If you want October Mist in a Dulux tin, Green Ivy is your match — and it's a cracking one. The measured difference is ΔE 1, which is imperceptible in practice. Stand the two next to each other on a wall and you genuinely won't pick them apart. Green Ivy sits at LRV 47.1, putting it in that mid-tone bracket where October Mist's soft, sage-grey character lives. Same gentle green, same quiet warmth, same way of leaning grey in north light and greener as the sun comes round.
If Green Ivy isn't to hand or your stockist's run dry, Silver Lichen is the backup at ΔE 2.5 (LRV 44.1). That's still classed as very close, but it reads a touch deeper and a shade greyer, so it's not quite the carbon copy Green Ivy is. I'd only go for it if you can't get the first choice.

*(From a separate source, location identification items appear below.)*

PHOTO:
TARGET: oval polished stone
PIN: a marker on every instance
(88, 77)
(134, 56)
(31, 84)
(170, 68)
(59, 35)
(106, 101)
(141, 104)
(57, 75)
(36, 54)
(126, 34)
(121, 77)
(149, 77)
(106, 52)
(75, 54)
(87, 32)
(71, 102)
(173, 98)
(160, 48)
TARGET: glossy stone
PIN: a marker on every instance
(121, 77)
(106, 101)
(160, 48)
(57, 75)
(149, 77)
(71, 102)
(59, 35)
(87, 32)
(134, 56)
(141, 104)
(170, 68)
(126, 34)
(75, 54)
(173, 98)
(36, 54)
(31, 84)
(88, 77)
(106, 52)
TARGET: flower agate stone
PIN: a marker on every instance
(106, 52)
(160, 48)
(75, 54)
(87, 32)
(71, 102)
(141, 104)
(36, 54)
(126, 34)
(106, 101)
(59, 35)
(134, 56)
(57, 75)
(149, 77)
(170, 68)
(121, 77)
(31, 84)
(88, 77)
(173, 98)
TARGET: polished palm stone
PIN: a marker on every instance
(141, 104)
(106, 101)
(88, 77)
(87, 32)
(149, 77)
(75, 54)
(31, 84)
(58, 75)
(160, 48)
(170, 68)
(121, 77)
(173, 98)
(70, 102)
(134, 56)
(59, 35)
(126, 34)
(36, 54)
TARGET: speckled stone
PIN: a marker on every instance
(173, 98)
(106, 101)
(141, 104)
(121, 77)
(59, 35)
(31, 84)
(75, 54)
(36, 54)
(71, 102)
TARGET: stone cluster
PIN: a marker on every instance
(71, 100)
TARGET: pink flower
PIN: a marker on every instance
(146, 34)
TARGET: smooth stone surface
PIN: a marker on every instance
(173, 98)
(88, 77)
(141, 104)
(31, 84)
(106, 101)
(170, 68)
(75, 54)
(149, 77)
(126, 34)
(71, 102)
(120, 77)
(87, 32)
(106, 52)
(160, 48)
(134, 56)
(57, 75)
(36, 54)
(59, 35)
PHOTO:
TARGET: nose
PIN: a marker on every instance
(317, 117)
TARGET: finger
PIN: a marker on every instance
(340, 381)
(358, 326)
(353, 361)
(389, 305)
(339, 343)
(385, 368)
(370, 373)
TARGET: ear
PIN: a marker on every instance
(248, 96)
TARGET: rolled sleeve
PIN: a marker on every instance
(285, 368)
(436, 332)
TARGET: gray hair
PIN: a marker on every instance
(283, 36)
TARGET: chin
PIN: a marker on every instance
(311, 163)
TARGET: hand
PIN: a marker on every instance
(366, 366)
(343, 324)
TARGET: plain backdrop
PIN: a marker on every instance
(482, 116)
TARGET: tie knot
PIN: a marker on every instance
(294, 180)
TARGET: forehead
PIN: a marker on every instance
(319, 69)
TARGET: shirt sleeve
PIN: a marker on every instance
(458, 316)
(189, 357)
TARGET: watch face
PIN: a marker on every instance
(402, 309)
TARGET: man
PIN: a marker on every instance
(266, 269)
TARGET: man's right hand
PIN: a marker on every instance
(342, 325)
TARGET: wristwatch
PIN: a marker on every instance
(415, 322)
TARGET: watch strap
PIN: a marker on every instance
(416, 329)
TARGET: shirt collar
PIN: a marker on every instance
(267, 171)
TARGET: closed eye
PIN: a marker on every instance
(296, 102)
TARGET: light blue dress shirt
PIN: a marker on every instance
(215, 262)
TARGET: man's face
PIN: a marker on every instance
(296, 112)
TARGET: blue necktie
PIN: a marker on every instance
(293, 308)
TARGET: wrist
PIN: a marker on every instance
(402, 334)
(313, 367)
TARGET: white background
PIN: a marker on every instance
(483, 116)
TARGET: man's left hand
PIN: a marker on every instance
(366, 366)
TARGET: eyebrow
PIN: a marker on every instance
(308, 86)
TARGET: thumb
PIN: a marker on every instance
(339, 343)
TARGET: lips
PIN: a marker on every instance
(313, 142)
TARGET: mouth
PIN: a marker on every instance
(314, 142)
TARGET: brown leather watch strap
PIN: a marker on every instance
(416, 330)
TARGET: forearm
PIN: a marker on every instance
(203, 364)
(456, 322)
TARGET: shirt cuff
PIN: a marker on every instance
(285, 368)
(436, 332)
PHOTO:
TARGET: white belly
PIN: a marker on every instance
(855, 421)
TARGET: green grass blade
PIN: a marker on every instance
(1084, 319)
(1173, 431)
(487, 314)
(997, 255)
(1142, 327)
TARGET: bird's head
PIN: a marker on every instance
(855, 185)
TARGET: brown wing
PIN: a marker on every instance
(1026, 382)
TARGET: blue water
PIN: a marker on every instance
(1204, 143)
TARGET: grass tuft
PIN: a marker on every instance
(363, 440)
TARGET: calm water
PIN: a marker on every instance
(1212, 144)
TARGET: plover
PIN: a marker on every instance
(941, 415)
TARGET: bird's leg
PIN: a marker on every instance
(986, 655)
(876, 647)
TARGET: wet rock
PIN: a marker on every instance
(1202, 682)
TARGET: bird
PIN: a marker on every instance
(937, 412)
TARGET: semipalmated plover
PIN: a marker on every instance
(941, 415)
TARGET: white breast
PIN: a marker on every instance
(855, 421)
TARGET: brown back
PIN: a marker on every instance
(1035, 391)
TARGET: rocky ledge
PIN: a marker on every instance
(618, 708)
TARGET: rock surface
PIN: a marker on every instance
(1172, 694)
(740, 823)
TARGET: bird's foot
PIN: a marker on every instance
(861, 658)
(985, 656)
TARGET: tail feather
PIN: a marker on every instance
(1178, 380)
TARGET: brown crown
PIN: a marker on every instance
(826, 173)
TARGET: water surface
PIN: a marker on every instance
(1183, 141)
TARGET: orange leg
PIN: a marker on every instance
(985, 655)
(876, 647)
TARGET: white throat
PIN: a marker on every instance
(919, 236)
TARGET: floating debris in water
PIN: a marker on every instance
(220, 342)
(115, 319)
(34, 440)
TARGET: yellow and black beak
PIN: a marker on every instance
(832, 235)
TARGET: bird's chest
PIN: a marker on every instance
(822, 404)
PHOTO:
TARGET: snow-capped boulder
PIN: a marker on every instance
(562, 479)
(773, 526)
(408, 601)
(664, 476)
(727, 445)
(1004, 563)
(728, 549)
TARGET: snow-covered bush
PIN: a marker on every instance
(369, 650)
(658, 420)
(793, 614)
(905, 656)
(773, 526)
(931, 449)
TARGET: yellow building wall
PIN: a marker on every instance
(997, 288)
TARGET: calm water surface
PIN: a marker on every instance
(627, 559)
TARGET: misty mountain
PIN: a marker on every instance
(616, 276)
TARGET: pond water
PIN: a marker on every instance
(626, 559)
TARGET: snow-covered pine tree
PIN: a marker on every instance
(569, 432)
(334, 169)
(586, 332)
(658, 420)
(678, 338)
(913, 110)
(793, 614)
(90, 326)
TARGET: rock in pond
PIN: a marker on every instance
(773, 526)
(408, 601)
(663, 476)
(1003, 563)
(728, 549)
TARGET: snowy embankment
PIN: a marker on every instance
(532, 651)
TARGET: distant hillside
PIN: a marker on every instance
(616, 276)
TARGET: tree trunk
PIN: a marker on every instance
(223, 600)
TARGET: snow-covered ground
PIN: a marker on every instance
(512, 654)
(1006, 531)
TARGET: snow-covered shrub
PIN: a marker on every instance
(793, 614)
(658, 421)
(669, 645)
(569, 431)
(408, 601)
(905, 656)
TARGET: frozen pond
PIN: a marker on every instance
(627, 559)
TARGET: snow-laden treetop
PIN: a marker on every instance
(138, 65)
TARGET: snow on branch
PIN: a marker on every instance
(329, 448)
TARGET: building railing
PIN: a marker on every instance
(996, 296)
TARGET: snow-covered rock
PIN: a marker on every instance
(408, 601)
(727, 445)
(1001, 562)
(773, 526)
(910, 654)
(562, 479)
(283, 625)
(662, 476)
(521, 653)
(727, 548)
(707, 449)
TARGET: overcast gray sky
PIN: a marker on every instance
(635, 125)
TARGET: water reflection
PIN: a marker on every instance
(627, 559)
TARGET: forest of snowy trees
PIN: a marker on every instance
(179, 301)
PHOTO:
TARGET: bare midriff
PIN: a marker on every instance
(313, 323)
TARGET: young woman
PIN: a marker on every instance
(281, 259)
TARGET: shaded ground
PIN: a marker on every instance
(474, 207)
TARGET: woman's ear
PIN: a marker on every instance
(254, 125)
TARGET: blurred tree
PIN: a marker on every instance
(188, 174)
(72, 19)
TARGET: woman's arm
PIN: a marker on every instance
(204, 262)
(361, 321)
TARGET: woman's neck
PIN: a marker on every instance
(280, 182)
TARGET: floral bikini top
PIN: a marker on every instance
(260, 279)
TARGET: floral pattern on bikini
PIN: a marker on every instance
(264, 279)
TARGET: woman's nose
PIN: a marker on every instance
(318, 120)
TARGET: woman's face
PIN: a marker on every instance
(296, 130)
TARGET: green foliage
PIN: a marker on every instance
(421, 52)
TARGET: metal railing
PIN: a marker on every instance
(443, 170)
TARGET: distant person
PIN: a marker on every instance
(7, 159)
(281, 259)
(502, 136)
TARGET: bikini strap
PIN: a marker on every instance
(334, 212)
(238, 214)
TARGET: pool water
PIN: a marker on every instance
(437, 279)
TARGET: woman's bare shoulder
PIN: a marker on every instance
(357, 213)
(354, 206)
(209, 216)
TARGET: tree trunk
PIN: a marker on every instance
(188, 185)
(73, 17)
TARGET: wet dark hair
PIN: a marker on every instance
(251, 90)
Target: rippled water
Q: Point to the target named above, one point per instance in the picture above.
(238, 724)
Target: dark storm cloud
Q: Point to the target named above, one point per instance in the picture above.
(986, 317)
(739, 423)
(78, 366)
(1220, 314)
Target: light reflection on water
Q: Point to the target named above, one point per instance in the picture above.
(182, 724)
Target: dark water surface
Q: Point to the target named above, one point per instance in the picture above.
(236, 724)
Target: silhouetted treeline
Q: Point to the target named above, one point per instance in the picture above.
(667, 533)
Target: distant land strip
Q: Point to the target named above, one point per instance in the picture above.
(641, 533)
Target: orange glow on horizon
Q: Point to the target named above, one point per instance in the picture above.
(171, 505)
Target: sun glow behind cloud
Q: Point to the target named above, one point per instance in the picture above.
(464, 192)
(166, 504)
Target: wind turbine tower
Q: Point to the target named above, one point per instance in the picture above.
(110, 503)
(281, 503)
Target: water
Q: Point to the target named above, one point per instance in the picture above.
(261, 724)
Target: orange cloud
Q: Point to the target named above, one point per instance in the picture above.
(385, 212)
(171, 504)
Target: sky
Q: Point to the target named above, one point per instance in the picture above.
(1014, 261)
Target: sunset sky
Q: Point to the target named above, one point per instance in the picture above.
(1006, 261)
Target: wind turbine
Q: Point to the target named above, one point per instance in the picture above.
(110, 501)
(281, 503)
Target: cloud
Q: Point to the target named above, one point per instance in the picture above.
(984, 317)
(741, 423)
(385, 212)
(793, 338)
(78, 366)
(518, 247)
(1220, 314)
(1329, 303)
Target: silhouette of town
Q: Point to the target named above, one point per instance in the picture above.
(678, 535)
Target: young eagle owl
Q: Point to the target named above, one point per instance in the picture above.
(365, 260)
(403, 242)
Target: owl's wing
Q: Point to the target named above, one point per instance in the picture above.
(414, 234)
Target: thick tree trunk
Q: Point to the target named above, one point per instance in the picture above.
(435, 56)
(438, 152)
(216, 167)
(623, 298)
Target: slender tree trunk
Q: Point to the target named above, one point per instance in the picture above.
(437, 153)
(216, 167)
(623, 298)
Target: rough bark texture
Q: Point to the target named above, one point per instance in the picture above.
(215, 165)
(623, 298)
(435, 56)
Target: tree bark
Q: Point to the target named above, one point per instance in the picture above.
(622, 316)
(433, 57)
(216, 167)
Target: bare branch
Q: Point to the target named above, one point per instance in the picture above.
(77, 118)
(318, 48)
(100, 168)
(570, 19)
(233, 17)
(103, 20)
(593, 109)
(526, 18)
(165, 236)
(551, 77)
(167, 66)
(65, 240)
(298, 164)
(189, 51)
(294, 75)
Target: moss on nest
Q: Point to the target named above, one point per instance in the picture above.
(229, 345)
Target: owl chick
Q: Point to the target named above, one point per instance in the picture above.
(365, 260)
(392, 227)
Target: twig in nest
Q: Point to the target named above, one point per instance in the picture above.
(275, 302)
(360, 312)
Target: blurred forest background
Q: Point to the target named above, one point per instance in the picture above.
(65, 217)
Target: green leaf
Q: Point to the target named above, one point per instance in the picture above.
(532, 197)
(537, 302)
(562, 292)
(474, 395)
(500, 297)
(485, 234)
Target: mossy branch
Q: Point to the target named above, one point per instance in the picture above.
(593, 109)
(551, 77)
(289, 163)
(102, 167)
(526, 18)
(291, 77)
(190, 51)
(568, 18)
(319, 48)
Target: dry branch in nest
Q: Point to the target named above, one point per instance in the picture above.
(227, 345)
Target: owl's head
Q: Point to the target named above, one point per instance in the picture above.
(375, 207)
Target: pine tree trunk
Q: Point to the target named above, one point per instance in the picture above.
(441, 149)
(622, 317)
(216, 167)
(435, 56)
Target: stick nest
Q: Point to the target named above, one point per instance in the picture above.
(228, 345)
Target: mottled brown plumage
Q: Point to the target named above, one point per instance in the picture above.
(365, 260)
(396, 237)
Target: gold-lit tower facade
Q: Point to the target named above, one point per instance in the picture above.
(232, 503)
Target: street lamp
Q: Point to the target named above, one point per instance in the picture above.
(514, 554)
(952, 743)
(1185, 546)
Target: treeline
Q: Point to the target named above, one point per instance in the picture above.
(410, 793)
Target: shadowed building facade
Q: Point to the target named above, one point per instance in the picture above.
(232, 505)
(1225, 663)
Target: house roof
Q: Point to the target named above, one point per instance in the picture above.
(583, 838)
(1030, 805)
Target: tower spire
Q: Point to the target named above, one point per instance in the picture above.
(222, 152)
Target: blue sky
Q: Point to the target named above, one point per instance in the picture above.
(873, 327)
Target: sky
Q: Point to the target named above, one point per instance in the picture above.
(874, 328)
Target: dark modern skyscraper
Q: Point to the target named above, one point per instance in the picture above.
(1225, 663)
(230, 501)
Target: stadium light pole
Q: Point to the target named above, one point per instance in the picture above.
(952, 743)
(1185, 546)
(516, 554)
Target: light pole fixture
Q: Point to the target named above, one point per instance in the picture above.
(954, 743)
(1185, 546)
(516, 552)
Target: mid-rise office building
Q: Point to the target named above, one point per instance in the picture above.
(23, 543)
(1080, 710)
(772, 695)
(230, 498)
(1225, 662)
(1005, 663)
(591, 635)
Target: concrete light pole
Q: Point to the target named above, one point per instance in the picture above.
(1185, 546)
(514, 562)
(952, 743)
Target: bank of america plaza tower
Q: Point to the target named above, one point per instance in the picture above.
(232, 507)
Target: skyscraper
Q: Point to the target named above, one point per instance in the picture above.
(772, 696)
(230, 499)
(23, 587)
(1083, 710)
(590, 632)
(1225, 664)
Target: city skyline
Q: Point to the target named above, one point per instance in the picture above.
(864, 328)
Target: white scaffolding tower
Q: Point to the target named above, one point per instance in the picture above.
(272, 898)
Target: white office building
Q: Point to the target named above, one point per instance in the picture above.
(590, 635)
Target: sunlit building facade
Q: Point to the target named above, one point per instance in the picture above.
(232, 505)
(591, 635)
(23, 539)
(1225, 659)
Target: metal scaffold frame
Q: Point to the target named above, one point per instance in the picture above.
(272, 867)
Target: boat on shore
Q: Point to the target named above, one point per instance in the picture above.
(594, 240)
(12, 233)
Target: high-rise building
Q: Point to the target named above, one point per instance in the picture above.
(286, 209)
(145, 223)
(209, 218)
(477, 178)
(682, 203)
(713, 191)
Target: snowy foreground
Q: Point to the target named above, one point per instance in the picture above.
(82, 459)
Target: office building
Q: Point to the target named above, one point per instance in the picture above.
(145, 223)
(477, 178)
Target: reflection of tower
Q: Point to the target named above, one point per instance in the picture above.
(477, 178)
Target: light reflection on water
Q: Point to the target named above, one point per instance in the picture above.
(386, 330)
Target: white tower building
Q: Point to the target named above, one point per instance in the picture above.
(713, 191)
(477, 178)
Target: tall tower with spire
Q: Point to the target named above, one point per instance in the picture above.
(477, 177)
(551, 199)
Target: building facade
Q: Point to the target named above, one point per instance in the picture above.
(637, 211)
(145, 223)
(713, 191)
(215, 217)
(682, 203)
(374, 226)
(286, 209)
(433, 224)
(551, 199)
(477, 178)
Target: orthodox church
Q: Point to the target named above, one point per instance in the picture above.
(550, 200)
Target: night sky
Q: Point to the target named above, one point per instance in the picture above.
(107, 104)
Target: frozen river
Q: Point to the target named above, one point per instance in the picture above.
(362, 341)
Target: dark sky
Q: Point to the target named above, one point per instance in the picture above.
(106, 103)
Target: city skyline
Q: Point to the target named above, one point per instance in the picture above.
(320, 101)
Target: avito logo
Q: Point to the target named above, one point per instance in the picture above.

Now — the honest caveat. A ΔE match gets you the colour, but not the paint. Benjamin Moore's Regal Select and Dulux's emulsions are different formulations with different finishes, different opacity, different sheen at the same nominal level. So the *colour* will match; the way light catches the wall might differ subtly between brands. If you're matching because you're touching up an existing October Mist wall, that's worth knowing — a patch in Green Ivy may sit slightly differently in certain finishes even though the colour's bang on.
Practical advice: order a Dulux Green Ivy sample pot, paint two coats on a bit of lining paper, and prop it against your existing October Mist before committing to a full tin. Soft sage-greys like these are notorious for shifting under artificial light versus daylight, so check it morning, afternoon and evening. If it holds up across all three, you're sorted.